Mal tiempo. Holanda

Itsasmuseum ha recibido la cesión temporal de la obra Mal tiempo. Holanda de Álvaro Alcalá Galiano (Bilbao, 1873–Paracuellos del Jarama, Madrid, 1936) en el marco del programa La Obra Invitada, suscrito por el Museo de Bellas Artes de Bilbao e Itsasmuseum Bilbao. Se trata de la quinta recibida en préstamo por esta institución desde 2018 y lo hace en un momento muy especial, ya que el 21 mayo de 2023 se celebra el 150 aniversario del nacimiento del artista. En ese contexto, el 21 de junio, Begoña Alcalá-Galianok, impartirá una conferencia en Itsasmuseum Bilbao.

En la pintura, Mal tiempo. Holanda (c. 1902, óleo sobre lienzo, 72,7 x 91,4 cm), el autor representa una escena holandesa que explica el interés artístico internacional existente a finales del siglo XIX por el mundo bretón y holandés, que ofrecía un punto de vista más exótico, menos bucólico y pintoresco de la vida costera, tendencia muy presente en la producción del pintor bilbaíno que, a principios del siglo XX, se convirtió en una de las aportaciones más interesantes a la pintura vasca de la época.

Autor y obra

Álvaro Alcalá Galiano y Vildósola comenzó su formación en Bilbao con Antonio María Lecuona y Adolfo Guiard, y a partir de 1890, año en el que se trasladó a Madrid, fue discípulo de dos grandes artistas: José Jiménez Aranda primero y, a partir de 1893, de Joaquín Sorolla.
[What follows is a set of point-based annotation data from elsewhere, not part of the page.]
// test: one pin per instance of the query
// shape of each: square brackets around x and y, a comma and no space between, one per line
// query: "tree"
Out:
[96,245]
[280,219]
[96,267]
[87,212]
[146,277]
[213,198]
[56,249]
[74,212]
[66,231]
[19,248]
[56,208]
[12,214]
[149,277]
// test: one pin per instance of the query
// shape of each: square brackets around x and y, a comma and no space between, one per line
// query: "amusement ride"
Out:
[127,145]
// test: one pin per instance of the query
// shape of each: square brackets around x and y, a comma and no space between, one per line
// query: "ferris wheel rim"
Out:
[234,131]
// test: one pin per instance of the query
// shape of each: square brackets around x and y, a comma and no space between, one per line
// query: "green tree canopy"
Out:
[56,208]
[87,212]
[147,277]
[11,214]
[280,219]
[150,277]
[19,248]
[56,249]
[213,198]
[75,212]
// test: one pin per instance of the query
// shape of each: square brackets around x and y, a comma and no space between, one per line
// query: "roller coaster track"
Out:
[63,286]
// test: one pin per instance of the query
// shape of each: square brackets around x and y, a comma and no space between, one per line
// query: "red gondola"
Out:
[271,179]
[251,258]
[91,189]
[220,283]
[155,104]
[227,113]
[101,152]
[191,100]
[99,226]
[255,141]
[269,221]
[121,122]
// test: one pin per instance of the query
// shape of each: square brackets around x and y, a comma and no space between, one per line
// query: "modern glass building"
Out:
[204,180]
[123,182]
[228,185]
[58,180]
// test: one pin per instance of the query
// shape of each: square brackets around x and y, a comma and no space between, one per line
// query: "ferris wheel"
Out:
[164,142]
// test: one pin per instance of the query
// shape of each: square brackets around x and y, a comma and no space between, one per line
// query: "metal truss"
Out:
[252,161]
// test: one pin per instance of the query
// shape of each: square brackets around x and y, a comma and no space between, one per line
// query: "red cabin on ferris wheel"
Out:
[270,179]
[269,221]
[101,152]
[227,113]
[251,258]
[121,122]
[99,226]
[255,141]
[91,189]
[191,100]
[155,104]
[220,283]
Durante sus inicios los temas costumbristas de Bizkaia estuvieron muy presentes en su obra, en la que también puede reconocerse la influencia de Anselmo Guinea en la composición y el manejo del color.

En 1900 Alcalá Galiano emprendió un viaje artístico por Bretaña y Holanda, que repetiría en años sucesivos. Las obras resultantes de este viaje se expusieron, dos años más tarde, en 1902, en su estudió madrileño. Entre las obras seleccionadas se encontraba Mal Tiempo. Holanda, una representación del puerto de Volendam, en los Países Bajos, en la que Alcalá Galiano reúne varias de las características que se aprecian en otras de sus escenas portuarias norteñas, como el gusto por las tintas grises y los cielos plomizos, los contraluces que recortan las figuras de los pescadores y las siluetas de las embarcaciones, así como la elegancia de la línea sinuosa de los velámenes y sus reflejos.

Durante esa época se inició en la pintura decorativa en edificios institucionales como el Palacio de la Diputación de Bizkaia (1905), el Palacio de Justicia (1924) y el Ministerio de Marina (1926-1928), en Madrid. Alternó esta actividad con diversas muestras por Europa y Sudamérica, llegando a convertirse en uno de los pintores vascos más relevantes del momento. Fue ejecutado en Madrid durante la Guerra Civil.